Words Can Change You |
I remember the first writers conference I went to. I didn't have any idea of what to expect. I had on my blue interview suit and pantyhose (which I frickin hate), packed my satchel with a leather binder and gold pen and went off with my little hopes and dreams.
The conference was broken down into about four sessions where you went to a classroom in the building to learn about writing, marketing, agents, publishers. Topics like how to write your first novel, how to get the attention of an agent, the do's and don't of writing, etc. (I don't remember what they were actually called.)
I barely remember any of it. (I mean, I loved it and I learned a lot but I don't remember exactly what I learned that day.) But if you know me or you have been reading my blog, you know I DO notice the crazy stuff that happens or the strange people which may meander on by.
During one of the breaks, I went to the bookstore in the building and bought one of the book's written by a presenter at the conference. I was now in line for the author's signature. (The funny thing is, I had no idea who this presenter/author was but he was speaking at the conference so I thought, he had to be someone, right? Five years later and I don't think I opened the book, ever. I think it was a book on Vietnam or something.)
So I was in line and I kept hearing this thumpety thump thump behind me. I turn around and look down and this man is thumping his big white florescent tennis shoe against the floor, obviously impatient about the long line. I look up and smile, more of a gesture of please stop rather than a greeting, but I must have gotten the look wrong because it elicited a huge conversation, and to this day, I have no idea what the point of it was. The man behind me held up his self-published book with a black Labrador on the cover and said, "Do you want to buy a book about my dog." I was like oh man and being the nice person I am, I got sucked into a conversation which made no sense.
A few years ago, I went to another writers conference. I finally decided I was going to take a chance, put myself out there, and let an agent see the intro to Finding Hope. The problem is my beginning to Finding Hope was and still is the hardest part to get right. And even a non-writer knows, if the reader isn't interested in the first few pages, it's unlikely to be read. So I geared myself up.

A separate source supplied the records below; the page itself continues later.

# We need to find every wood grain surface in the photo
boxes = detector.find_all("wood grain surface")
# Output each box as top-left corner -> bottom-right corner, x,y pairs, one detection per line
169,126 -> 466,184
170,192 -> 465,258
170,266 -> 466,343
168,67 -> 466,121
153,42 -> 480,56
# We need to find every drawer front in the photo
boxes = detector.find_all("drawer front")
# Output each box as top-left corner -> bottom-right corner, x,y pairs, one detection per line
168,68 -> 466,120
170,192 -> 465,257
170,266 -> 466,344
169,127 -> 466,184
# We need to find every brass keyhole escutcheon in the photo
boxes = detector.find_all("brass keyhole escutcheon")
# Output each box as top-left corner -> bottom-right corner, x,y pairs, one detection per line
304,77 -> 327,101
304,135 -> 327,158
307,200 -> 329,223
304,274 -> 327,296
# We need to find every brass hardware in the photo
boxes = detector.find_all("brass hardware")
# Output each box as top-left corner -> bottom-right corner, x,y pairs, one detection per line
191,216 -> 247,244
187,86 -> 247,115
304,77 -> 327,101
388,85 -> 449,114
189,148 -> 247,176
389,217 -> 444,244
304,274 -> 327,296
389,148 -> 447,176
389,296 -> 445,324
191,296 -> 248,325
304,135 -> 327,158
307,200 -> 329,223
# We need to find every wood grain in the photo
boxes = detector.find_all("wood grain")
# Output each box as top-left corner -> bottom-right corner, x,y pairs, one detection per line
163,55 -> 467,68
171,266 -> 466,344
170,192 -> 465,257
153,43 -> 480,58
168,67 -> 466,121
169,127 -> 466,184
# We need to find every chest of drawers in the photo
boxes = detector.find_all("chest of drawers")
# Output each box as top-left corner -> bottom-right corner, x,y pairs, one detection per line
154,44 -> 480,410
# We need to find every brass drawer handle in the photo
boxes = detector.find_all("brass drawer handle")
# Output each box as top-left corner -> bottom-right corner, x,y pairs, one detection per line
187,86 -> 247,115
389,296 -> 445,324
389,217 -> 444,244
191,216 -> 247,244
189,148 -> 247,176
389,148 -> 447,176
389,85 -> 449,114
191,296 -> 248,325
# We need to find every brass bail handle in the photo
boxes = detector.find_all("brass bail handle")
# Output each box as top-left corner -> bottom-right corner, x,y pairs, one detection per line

The New York agent, we'll call him Mr. X, which was going to be holding the pitch sessions was someone I had been reading about for the past year in the writers magazines. (A pitch session is where you go in to a room where an agent is sitting usually at a table and you have about fifteen minutes to "pitch" your story. They read a few pages and tell you briefly, what they think.) My husband and I drove through the night so I could be at the conference the next morning. At 2:00 a.m. I was delivering my rehearsed lines of what my story was about to my sleep deprived driving husband.
At the conference the next day, I attended a few sessions about writing (like the other conference) and I went to the agent's room at the scheduled time I was given. I remember sitting outside of the room in a chair ready to hyperventilate. So when it's my turn I go into the room with the agent and I light up like a Christmas tree, I'm so excited. Mr. X was the star of the agent world to me. He was laid back, easy-going, professional, personable, a true book lover. And . . . I looked like an obsessed fan.

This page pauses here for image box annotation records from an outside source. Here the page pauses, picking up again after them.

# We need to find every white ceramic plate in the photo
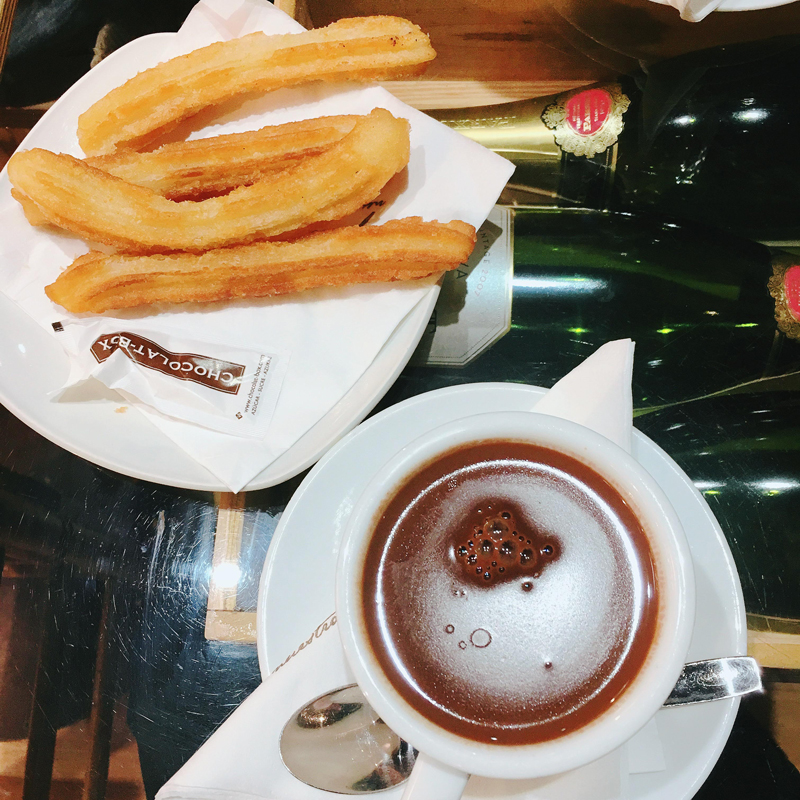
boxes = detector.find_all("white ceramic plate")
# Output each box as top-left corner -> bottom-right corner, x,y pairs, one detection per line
0,33 -> 439,491
257,383 -> 747,800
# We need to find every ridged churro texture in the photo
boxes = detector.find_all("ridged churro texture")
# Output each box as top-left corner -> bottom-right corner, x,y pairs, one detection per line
86,115 -> 358,200
8,108 -> 409,253
45,217 -> 475,313
78,16 -> 436,156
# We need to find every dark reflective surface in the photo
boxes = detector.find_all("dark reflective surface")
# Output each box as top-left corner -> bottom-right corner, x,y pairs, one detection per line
0,206 -> 800,798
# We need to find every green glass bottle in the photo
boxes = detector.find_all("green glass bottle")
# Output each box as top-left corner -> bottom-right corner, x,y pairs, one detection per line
428,36 -> 800,242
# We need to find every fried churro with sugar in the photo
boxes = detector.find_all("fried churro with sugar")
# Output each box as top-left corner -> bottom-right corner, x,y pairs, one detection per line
8,108 -> 409,253
85,115 -> 358,200
45,222 -> 475,313
78,16 -> 436,156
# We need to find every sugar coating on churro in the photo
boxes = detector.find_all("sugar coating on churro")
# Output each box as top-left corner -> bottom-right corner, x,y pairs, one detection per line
78,16 -> 436,156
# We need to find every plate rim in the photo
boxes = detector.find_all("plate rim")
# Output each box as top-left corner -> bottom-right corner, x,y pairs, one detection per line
256,382 -> 747,800
0,31 -> 440,492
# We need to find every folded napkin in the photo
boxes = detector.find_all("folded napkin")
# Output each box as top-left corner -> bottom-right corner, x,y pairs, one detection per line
653,0 -> 725,22
0,0 -> 513,492
156,339 -> 665,800
653,0 -> 794,22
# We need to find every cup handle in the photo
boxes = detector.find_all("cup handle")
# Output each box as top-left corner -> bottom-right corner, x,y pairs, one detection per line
402,753 -> 469,800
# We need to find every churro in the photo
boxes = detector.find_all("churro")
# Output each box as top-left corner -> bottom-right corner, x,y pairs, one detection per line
8,108 -> 409,253
78,16 -> 436,156
86,115 -> 358,200
45,217 -> 475,313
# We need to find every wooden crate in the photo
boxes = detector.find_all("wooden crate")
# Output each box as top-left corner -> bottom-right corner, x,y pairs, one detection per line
274,0 -> 800,109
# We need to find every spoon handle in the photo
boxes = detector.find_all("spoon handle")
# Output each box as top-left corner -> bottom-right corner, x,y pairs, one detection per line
664,656 -> 762,706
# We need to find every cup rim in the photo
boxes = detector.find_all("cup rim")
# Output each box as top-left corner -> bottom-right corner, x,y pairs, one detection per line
336,411 -> 694,778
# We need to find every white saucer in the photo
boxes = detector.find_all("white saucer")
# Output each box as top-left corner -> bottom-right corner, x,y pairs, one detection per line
0,33 -> 439,492
257,383 -> 747,800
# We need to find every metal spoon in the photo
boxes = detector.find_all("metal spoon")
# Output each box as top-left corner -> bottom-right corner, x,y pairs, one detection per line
280,656 -> 762,794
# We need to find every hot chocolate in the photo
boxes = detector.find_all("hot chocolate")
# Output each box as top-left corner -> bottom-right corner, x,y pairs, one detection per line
362,441 -> 658,744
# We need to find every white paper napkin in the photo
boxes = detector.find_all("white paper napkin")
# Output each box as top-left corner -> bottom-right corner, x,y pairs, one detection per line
157,339 -> 665,800
653,0 -> 794,22
0,0 -> 513,491
653,0 -> 724,22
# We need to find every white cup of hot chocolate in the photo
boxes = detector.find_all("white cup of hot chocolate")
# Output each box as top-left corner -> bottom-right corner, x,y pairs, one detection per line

I started rattling off about how great he is and everything I knew about him. (I knew a lot just because I have a great memory when it came to past articles about him.) He said, "You're not a stalker are you?" Oh crap, I came back to reality, I just screwed up. I redeemed myself by saying something he laughed about but it was not the experience I had planned. (I think a crazed fan possessed my body like Annie Wilkes from the movie Misery, but surely that person who acted that way was not me.)

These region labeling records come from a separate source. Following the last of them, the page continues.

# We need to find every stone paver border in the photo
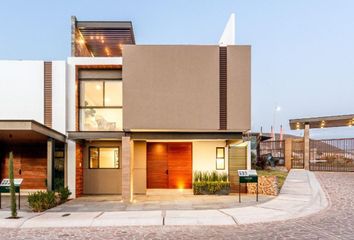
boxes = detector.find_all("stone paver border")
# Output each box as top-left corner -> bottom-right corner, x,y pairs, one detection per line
0,170 -> 329,228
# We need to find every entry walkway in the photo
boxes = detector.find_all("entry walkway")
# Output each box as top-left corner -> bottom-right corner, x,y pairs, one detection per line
0,170 -> 328,228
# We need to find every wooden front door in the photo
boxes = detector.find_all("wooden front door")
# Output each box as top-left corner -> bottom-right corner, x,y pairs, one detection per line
147,142 -> 192,188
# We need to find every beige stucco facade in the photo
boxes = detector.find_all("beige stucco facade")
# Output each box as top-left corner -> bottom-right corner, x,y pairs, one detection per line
123,45 -> 251,132
227,46 -> 251,131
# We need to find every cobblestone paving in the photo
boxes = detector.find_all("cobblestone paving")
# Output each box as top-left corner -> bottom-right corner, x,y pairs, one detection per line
0,172 -> 354,240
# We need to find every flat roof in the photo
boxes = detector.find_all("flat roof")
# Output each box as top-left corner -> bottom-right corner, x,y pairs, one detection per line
289,114 -> 354,130
0,119 -> 66,142
76,21 -> 135,57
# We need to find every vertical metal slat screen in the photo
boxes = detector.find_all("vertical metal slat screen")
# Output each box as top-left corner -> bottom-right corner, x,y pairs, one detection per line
44,62 -> 53,127
219,47 -> 227,130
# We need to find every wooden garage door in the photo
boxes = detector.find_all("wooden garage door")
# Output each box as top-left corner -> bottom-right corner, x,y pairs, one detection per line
147,143 -> 192,188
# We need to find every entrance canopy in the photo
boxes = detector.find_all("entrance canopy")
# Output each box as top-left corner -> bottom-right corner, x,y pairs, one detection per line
0,120 -> 66,143
289,114 -> 354,130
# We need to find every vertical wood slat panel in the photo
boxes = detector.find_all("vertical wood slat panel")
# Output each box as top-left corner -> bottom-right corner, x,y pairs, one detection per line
229,147 -> 247,192
219,47 -> 227,130
44,62 -> 53,127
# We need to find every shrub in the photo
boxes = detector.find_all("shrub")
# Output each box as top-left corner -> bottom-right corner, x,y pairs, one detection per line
193,171 -> 230,195
9,152 -> 17,218
193,182 -> 230,195
58,187 -> 71,203
28,191 -> 57,212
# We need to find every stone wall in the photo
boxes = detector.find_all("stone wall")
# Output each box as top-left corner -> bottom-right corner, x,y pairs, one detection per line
247,176 -> 279,196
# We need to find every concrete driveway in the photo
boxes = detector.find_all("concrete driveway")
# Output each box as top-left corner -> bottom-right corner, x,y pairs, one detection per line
0,170 -> 328,228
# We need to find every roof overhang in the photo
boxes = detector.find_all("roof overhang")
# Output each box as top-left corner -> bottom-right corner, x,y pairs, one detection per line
0,120 -> 66,142
127,131 -> 242,140
76,21 -> 135,57
68,131 -> 124,141
289,114 -> 354,130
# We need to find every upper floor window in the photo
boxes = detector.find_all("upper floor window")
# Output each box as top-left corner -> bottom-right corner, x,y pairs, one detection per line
79,70 -> 123,131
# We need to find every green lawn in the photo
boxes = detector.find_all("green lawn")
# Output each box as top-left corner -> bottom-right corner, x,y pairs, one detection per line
257,170 -> 288,190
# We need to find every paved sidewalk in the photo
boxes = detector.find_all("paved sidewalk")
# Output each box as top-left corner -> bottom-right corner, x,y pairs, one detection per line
0,170 -> 328,228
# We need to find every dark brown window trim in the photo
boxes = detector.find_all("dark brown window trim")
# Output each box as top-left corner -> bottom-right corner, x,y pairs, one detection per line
88,146 -> 121,170
75,64 -> 122,131
215,147 -> 225,170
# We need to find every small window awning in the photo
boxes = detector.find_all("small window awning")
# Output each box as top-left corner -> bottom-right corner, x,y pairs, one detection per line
289,114 -> 354,130
0,120 -> 66,143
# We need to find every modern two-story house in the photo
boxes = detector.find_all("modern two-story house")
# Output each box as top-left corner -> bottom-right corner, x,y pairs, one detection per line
0,17 -> 251,201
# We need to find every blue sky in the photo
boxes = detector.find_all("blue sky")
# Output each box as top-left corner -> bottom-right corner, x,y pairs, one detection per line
0,0 -> 354,138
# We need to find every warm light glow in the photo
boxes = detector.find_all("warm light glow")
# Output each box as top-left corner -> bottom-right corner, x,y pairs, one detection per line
104,47 -> 111,55
77,38 -> 85,44
177,181 -> 184,192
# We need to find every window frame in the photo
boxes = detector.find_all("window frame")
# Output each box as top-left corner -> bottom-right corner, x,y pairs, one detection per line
78,77 -> 123,132
88,146 -> 121,170
215,147 -> 226,170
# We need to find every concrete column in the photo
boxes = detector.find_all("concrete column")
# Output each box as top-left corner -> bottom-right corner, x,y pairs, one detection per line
47,139 -> 54,191
304,123 -> 310,170
284,138 -> 293,171
122,137 -> 134,202
67,140 -> 76,198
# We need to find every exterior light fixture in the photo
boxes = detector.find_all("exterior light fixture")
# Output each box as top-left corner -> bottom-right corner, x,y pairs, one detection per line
216,147 -> 225,170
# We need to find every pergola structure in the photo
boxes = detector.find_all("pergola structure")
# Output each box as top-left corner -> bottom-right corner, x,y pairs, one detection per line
289,114 -> 354,169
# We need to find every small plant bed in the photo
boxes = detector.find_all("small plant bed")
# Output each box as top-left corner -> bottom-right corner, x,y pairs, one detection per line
28,187 -> 71,212
257,169 -> 288,191
193,171 -> 230,195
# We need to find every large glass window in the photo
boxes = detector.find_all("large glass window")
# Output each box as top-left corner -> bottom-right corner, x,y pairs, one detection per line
79,71 -> 123,131
89,147 -> 119,168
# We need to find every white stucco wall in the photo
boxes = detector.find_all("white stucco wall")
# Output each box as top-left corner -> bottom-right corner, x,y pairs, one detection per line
192,141 -> 228,172
52,61 -> 66,133
66,57 -> 122,131
66,140 -> 76,198
0,60 -> 44,123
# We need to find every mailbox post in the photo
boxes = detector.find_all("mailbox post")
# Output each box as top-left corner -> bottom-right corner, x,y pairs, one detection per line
238,170 -> 258,202
0,178 -> 23,209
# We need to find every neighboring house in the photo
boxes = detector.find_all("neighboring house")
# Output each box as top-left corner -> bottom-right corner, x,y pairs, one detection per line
0,14 -> 251,200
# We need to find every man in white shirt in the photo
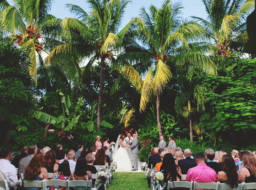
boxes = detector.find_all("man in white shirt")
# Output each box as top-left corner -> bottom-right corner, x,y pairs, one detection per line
0,148 -> 19,187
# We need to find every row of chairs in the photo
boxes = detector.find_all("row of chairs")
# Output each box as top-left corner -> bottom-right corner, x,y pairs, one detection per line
167,181 -> 256,190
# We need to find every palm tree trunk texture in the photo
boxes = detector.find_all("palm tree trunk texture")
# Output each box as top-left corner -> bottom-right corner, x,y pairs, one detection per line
189,111 -> 193,142
156,90 -> 163,137
97,57 -> 105,131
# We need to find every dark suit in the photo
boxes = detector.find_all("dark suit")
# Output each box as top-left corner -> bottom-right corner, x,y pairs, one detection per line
148,154 -> 161,168
178,157 -> 197,174
205,161 -> 222,174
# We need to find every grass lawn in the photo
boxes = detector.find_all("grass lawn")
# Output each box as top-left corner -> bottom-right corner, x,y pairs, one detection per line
107,172 -> 150,190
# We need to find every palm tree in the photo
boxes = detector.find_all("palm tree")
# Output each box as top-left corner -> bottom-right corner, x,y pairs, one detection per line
193,0 -> 255,57
46,0 -> 136,131
0,0 -> 55,83
115,0 -> 215,136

He read my first few pages and he said, "You have the concept but it's not ready to be published yet." Somewhat positive, right? It left me paralyzed. Fear of failure, fear of success, or maybe still blown over that I met The God of Agents. (Okay, I have to stop that. I am not a stalker. I am not a stalker. :o)
What is this all for? What is the point? (I think I've lost it somewhere.) Oh yes, if you want to be a writer, go for it. I attend a writers group once a month and the teacher said that everything really is a story about people and we read fiction to find someone to relate to. It is true. We try to understand people and the world when we open a book; whether it is to learn something, feel better, or just to be entertained. It's all about understanding life and somehow, our place in it.
Or, if you don't think you are good enough to be a writer, or have the background I should say, think again. Here is an appropriate quote from one of my stories, The Writers Resort, when the main character (who believes she has it all together) attends the resort with other hopeful writers and tells the owner the residents are not exactly how she thought they would be.
"I just don't think these are the type of people I expected here. I thought real writers were professional and half-way normal. All I see here are people with problems."
"Imagine that, people writing because they have a problem with life," Mary Alice laughed. "Honey, you don't know the first thing about writers. Creativity and crazy go hand-in-hand. Welcome to the club."
So if you truly want to be a writer, I believe, you need a little bit of craziness in you. Because most writers don't exactly understand the world, but they want to. And they want to take you along with them.
After the last writers conference, I learned it takes all kinds of people to be writers. Some are very professional and seem to have it all together and others, are two steps away from crazy. And I guess I fit right in there due to my "I'm your biggest fan" episode with Mr. X, The God of Agents. I walked away that day with my blue suit, leather binder, gold pen and God forsaken pantyhose knowing a writer doesn't have to be anyone but who they are because in their stories, they can only write about what is meaningful to them.
I also walked away with a book I'll never read about Vietnam but the good news is; I didn't walk away with a book about a guy's dog.